Cuando los hermanos y Rachel llegaron junto a ella, encontraron a Holly sosteniendo algo que parecía un cofrecito de bronce, con un adorno de flores.
—¡Qué lindo! —dijo Pam, admirativa—. Puede que sea un estuche para joyas.
—¿Crees que todo el tesoro puede estar escondido aquí? —preguntó Ricky, dando saltos de inquietud—. ¿Habrá esmeraldas dentro?
Mientras el pequeño hablaba así, un ruido llamó la atención de Pam, que en seguida miró hacia arriba. En lo alto de la duna vio una cabeza que desaparecía inmediatamente.
—¡Había alguien vigilándonos! —dijo la niña a los demás.
«Trotaplayas» parpadeó mientras declaraba:
—Apostaría a que es uno de los buscadores de tesoros. Llevan días y días siguiéndome. ¡Pero yo no les diré nunca nada! ¡Nada!
—¡Hay que atrapar a ese espía! —declaró Pete, muy indignado.
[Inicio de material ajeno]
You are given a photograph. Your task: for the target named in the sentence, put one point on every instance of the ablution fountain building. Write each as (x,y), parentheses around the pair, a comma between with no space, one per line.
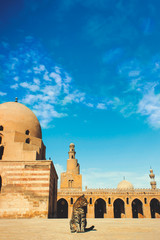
(28,182)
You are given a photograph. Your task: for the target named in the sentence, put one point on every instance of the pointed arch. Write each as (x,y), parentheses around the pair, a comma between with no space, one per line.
(137,208)
(99,208)
(62,208)
(119,208)
(155,208)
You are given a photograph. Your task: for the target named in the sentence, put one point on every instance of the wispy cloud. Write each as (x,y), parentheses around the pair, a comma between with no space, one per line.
(2,94)
(149,106)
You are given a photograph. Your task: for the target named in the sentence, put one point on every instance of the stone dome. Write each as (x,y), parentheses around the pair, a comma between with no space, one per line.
(124,185)
(15,116)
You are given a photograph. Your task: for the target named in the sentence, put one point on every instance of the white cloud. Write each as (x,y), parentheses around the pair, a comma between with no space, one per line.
(31,87)
(46,76)
(89,105)
(46,112)
(134,73)
(36,81)
(101,106)
(16,78)
(2,94)
(149,106)
(39,69)
(56,77)
(14,86)
(76,96)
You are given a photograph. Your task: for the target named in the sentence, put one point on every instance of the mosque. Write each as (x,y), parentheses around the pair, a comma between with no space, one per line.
(28,182)
(123,202)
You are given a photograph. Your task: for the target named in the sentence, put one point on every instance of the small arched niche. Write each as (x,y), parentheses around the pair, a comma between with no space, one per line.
(28,140)
(1,152)
(27,132)
(0,183)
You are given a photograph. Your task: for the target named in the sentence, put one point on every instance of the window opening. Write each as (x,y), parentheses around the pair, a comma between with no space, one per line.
(27,132)
(0,183)
(28,140)
(1,152)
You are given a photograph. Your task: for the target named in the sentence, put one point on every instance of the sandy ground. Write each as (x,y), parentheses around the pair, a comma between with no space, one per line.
(46,229)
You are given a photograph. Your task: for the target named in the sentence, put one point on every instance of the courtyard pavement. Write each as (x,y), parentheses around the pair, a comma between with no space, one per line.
(47,229)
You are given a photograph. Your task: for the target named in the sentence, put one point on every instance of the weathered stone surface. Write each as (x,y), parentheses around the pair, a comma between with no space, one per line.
(105,229)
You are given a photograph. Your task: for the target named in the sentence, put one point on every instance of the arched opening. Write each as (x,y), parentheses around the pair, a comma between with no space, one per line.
(0,183)
(137,209)
(155,208)
(1,152)
(62,208)
(27,132)
(28,140)
(99,208)
(119,210)
(127,201)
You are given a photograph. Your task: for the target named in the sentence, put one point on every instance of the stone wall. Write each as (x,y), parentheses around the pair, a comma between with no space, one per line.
(26,188)
(109,196)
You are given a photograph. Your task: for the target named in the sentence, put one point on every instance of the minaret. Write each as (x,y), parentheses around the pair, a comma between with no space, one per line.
(72,164)
(152,177)
(71,179)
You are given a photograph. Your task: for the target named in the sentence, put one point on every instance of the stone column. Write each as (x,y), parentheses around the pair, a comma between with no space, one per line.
(146,211)
(90,211)
(110,210)
(128,210)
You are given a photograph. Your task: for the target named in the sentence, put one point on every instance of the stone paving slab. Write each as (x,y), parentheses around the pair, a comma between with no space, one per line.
(106,229)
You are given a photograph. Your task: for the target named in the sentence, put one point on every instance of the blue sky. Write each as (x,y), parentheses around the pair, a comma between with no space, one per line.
(90,70)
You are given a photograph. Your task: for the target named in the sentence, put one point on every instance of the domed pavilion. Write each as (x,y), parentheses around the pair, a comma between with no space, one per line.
(28,182)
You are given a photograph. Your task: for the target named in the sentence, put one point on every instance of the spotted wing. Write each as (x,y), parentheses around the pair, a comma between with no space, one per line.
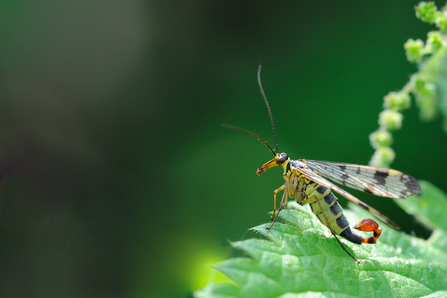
(377,181)
(309,174)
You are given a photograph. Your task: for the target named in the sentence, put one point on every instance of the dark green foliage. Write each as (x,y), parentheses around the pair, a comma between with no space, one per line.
(302,259)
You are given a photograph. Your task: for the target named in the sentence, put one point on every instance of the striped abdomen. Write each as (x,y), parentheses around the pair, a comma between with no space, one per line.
(334,218)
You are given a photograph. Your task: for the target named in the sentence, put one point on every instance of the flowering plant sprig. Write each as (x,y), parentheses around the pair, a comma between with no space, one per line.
(422,85)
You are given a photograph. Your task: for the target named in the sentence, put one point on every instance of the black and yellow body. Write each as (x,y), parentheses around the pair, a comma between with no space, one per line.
(323,203)
(305,181)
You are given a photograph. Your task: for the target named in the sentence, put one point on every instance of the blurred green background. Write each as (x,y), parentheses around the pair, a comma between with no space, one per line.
(118,180)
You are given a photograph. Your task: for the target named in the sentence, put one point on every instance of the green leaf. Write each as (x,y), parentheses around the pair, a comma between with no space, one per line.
(302,258)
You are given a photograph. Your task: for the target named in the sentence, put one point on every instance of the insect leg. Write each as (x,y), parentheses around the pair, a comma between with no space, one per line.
(275,214)
(369,225)
(332,232)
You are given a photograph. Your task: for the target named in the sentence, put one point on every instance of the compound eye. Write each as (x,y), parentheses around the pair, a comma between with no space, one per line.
(282,158)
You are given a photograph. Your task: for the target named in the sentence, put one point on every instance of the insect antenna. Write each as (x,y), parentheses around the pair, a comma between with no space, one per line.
(268,107)
(250,133)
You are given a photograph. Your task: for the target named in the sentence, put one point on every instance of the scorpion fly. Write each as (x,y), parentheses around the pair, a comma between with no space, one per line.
(305,181)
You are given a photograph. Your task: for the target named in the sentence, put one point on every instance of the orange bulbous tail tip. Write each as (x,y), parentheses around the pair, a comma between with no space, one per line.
(367,225)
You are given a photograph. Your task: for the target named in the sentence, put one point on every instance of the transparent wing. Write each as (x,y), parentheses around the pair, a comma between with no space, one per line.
(309,174)
(378,181)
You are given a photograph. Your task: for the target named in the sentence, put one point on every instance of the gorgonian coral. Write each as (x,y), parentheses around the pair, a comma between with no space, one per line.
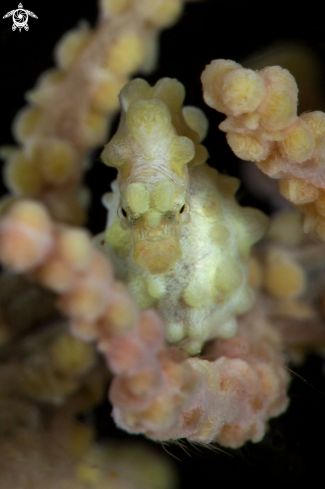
(179,277)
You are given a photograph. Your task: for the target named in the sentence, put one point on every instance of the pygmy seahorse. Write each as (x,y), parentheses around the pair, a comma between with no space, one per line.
(175,232)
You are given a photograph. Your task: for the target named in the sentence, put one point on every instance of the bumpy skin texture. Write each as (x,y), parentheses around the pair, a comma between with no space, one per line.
(189,262)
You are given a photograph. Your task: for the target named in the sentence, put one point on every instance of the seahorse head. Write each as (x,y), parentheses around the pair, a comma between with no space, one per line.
(152,150)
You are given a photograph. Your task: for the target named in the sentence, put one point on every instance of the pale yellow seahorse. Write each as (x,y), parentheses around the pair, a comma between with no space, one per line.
(175,232)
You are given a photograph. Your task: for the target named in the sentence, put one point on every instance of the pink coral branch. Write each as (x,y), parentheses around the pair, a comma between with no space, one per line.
(157,390)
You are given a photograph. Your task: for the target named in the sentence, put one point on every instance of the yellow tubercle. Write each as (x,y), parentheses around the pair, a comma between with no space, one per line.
(71,46)
(297,191)
(243,91)
(299,145)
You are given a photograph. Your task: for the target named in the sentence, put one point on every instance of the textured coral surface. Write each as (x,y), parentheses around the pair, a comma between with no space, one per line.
(230,391)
Rápidamente subió a la duna, seguido por los demás. Pete tuvo el tiempo justo de ver desaparecer a un hombre entre los pinos. Pero casi al momento la silueta desapareció por completo y Pete renunció a seguir buscando. Mientras regresaba se encontró con Ricky y «Trotaplayas» que habían ido tras él.
—Se ha escapado —anunció Pete.
Volvieron al hoyo cercano a la duna, encontrando por el camino a varios del grupo. Rachel había perdido la sandalia y estaba buscándola entre la arena. Pam se había quedado atrás con Sue, que no podía correr con la rapidez de los demás.
Estaban ya hablando de quién podía ser la persona que les había estado espiando cuando Pam miró a su alrededor y sus ojos reflejaron un enorme susto.
—¿Dónde está Holly? —preguntó con angustia.
Nadie lo sabía. Pete subió otra vez a la duna y miró desde allí en todas direcciones. Desde arriba anunció a gritos a los demás, que no podía ver en ninguna parte a Holly.
—¡Qué miedo! —lloriqueó Sue—. ¡Hemos perdido a la «pobercita» Holly!